Negative training data 212 includes data that is unrelated to the topic of interest. Negative training data 212 may be derived from global filings 216 and includes search terms 214 that are similar the search terms 204 in the positive training data 202 but are used within a completely different context unrelated to the topic of interest. Negative training data 212 is drawn from a different industry basket 218 than that of positive training data 202. Similarly, negative training data 212 can be subsumed under existing categories 220 of data. Negative training data 212 helps the categorization system 200 learn alternate uses of similar terminology that are not related to the topic of interest and thereby reduce false positives.

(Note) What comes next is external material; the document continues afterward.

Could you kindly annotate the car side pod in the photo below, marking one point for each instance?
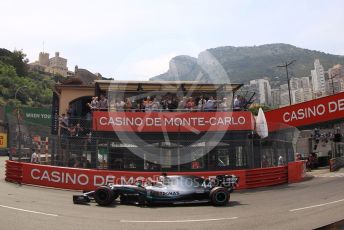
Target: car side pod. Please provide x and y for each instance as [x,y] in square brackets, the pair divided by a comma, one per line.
[81,199]
[104,196]
[219,196]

Both positive training data 202 and negative training data 212 are combined into lemmatized data 222 wherein different inflected forms of a given word are combined for analysis as a single term.

The lemmatized data 222 is vectorized in vector space 224 to form vectorized data 226. Term frequency-Inverse document frequency (TF-IDF) algorithm 228 may be applied to vectorized data 226. Categorization system 200 may also feed sentence transformation fine-tuning (SetFit) embeddings 230 into TF-IDF algorithm 228.

A machine learning (ML) classifier 232 learns vectorized data 226 to produce a trained ML model 234 capable of identifying a new category 236 of data from the positive training data 202. For example, new category 236 might comprise a previously unrecognized or unclassified industry or sector emerging from within currently defined industries as a result of innovation. Furthermore, trained ML 234 may identify a number of new terms 238 related to the new category 236 that can be used to identify companies in the emerging industry.

Categorization system 200 can be implemented in software, hardware, firmware, or a combination thereof. When software is used, the operations performed by categorization system 200 can be implemented in program code configured to run on hardware, such as a processor unit. When firmware is used, the operations performed by categorization system 200 can be implemented in program code and data and stored in persistent memory to run on a processor unit. When hardware is employed, the hardware can include circuits that operate to perform the operations in categorization system 200.

In the illustrative examples, the hardware can take a form selected from at least one of a circuit system, an integrated circuit, an application specific integrated circuit (ASIC), a programmable logic device, or some other suitable type of hardware configured to perform a number of operations. With a programmable logic device, the device can be configured to perform the number of operations. The device can be reconfigured at a later time or can be permanently configured to perform the number of operations. Programmable logic devices include, for example, a programmable logic array, a programmable array logic, a field programmable logic array, a field programmable gate array, and other suitable hardware devices. Additionally, the processes can be implemented in organic components integrated with inorganic components and can be comprised entirely of organic components excluding a human being. For example, the processes can be implemented as circuits in organic semiconductors.

Computer system 250 is a physical hardware system and includes one or more data processing systems. When more than one data processing system is present in computer system 250, those data processing systems are in communication with each other using a communications medium. The communications medium can be a network. The data processing systems can be selected from at least one of a computer, a server computer, a tablet computer, or some other suitable data processing system.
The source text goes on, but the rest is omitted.